Savoir arrêter le temps

Par Eric-Olivier Dallard

sur la route de L’inde

Deux Laurentiens, Julie Corbeil et Ugo Monticone, ont amorcé cette semaine un périple en Inde. Ils ont choisi Accès pour les suivre semaine après semaine dans leur découverte de cette contrée envoûtante. Voici leur troisième chronique.

Retrouvez les précédentes sur www.journalacces.ca.
«Vous allez à Rishikesh? Pas nous. On est pas venu en Inde pour méditer…»

Il y a plusieurs Indes. Pour ces Québécois que nous avons rencontrés, la visite du sous-continent s’oriente vers une expérience de trekking dans la chaîne des Himalayas. Une Inde sportive. Pour notre part, nous serions bien déçus de passer à côté de l’Inde spirituelle. Celle qui nous a appelée en quelque sorte…

Notre destination: Rishikesh, berceau du yoga. La ville où l’expression s’asseoir en Indien prend vraiment tout son sens.
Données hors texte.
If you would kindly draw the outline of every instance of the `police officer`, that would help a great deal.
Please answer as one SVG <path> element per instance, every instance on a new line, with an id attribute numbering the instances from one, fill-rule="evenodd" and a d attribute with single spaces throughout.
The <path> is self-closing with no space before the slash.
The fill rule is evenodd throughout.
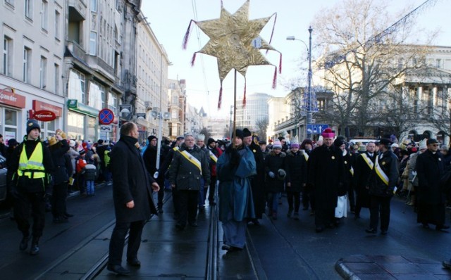
<path id="1" fill-rule="evenodd" d="M 23 238 L 19 249 L 25 250 L 30 240 L 30 216 L 33 217 L 30 255 L 39 252 L 39 240 L 45 224 L 45 194 L 54 163 L 49 148 L 41 142 L 41 127 L 36 120 L 27 122 L 27 135 L 14 150 L 11 168 L 15 197 L 14 217 Z"/>

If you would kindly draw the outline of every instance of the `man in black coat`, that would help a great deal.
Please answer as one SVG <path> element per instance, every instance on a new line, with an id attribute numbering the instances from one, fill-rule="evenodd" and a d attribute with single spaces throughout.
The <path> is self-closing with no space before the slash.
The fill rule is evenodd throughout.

255 kilomètres au nord de Delhi. Sept heures d’autobus dit express… constamment arrêté pour laisser passer une vache et sporadiquement ralenti par un camion lourd sur des routes pas possibles. Une bataille en bonne et due forme pour dépasser tout ce qui bouge à grands coups de klaxons. Quelques maux de cœur plus loin, nous mettons le pied hors du véhicule. L’odeur de gasoil est aussitôt substituée par celles de l’encens et des épices. Devant nos yeux, le Gange s’étend dans toute son élégance entre les montagnes himalayennes. Sur les rives s’entassent des dizaines de restos et de guesthouses aux allures hippies où s’agglutinent des centaines de touristes. Ici des gens de partout sur la planète viennent arrêter le temps.

Warp Zone

Rishikesh doit sa popularité aux Beatles. En 1968, la ville fait la une des journaux du monde entier lorsque le fameux groupe britannique séjourne dans un de ses ashrams (lieu de retraite). Selon les rumeurs, Ringo et sa femme auraient écourté leur voyage, car ils n’aimaient pas la bouffe épicée, tandis que les autres y sont restés près de deux mois. Bon nombre de chansons devenues populaires sont nées ici. D’ailleurs, désillusionné par l’appât du gain manifesté par leur gourou, les Beatles ont quitté l’Inde en composant You made a fool of everyone (tu t’es foutu de tout le monde!).Malgré tout, 40 ans plus tard, l’ambiance qui enveloppe la cité nous séduit. Classe de yoga par-ci, cours de musique par-là, séance de méditation ici, atelier de massage là-bas… Dans notre mission de trouver un ashram approprié à notre budget, nous tombons sur un resto qui sert des repas ayurvédiques devant un coucher de soleil féérique. Arrêt obligatoire.

L’Inde n’est pas un voyage pour tout le monde pourtant, il nous vient souvent l’envie d’offrir un moment en instantané à un ami. Comme ce soir par exemple: nous aurions bien voulu partager ce souper face au Gange avec tous nos proches à rire et à bien manger. Mais après le repas, lorsque Julie demande les toilettes, nous confirmons que l’Inde n’est pas un voyage pour tout le monde. «In the open, in the open», nous lance le serveur en nous pointant un fossé encombré de vaches. J’imagine que vous comprenez pourquoi ici on mange avec la main droite!